En cette veille de Pâques, la majorité communale anversoise s’est fait sonner les cloches. Le gouverneur de la province d’Anvers Cathy Berx (CD&V) a en effet suspendu vendredi l’arrêté communal du collège N-VA, Open VLD et CD&V qui imposait une "rétribution" de 250 euros pour tout ressortissant étranger désireux de s’inscrire auprès de l’administration communale. Et cela, en lieu et place des 17 euros réclamés jusqu’ici.

Le gouverneur Berx a fait savoir par communiqué que ce règlement était à la fois contraire à la Constitution, au droit européen et à la législation belge. En n’intervenant pas contre la mesure, la Belgique courait le risque d’être traduite devant la Cour européenne de Justice ! Et puis, la ville d’Anvers aurait pu se trouver confrontée à d’"innombrables et coûteuses demandes de remboursement".

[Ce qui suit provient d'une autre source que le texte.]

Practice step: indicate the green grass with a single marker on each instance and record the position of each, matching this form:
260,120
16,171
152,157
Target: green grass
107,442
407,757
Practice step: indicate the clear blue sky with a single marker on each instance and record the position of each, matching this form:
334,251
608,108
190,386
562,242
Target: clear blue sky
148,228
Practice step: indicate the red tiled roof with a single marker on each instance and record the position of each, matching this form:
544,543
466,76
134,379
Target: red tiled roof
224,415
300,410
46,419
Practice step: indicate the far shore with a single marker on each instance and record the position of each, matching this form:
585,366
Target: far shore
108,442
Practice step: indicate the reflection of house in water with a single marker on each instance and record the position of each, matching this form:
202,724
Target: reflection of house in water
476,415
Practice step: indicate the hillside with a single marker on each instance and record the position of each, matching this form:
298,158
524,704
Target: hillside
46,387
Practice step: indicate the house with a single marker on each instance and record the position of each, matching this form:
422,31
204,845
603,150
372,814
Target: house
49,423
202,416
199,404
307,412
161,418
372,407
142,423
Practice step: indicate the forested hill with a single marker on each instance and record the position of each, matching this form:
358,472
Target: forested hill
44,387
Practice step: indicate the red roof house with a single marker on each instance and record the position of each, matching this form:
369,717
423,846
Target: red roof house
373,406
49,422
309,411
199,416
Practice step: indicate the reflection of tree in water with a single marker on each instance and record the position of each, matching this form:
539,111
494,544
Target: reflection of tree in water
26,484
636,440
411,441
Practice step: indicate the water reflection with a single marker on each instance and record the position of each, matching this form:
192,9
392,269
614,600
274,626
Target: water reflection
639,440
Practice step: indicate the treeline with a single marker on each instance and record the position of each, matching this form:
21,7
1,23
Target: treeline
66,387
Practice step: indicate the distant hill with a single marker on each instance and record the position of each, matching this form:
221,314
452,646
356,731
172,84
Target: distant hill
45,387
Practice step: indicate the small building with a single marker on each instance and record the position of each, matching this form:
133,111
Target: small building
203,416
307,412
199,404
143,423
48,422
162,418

Le gouverneur a en fait réagi après une plainte déposée auprès de ses services par leschefs de file de l’opposition communale, Yasmine Kherbache (SP.A) et Meyrem Almaci (Groen). Mais l’Union européenne et la Ligue des droits de l’Homme avaient aussi annoncé des démarches pour la faire annuler. La décision de Cathy Berx repose notamment sur une loi du 14 mars 1968 relative aux taxes de séjour imposées aux étrangers en Belgique. Cette législation stipule notamment que les communes ont le pouvoir d’imposer des rétributions pour couvrir les frais administratifs liés à la délivrance de permis de séjour.

Mais, voilà, ces rétributions doivent être égales à celles réclamées aux citoyens belges pour la délivrance de leur carte d’identité. Et là, on n’y est vraiment pas puisque la décision de la ville d’Anvers de porter à 250 euros la rétribution réclamée aux étrangers lors de leur première inscription représente 1 350 % du coût d’inscription pour les Belges. Qui plus est, le règlement anversois est aussi contraire au droit européen qui garantit la libre circulation et le séjour des citoyens européens. Et découlant de ce qui précède avec la Constitution, plus précisément son article 173 relatif aux principes de légalité et d’égalité. L’échevine anversoise des guichets (sic) et présidente du CPAS Liesbeth Homans (N-VA) n’a pu que prendre acte de la décision du gouverneur. Si elle admet que le règlement anversois peut être contraire à la loi de 1968 abrogeant la taxation du séjour des immigrés, la plus proche collaboratrice du bourgmestre De Wever ajoute que "cette réalité légale ne change en rien celle des faits", a-t-elle répliqué. "Car en raison de la suspension, la ville ne pourra apporter une réponse appropriée au coût administratif énorme que représente l’inscription de 11 000 nouveaux arrivants chaque année. Le coût réel s’élève de fait à 330 euros par dossier. Je ne veux pas et je ne transfèrerai pas cette facture sur tous les Anversois." L’échevine a encore précisé que le collège n’en restera pas là et consultera ses avocats.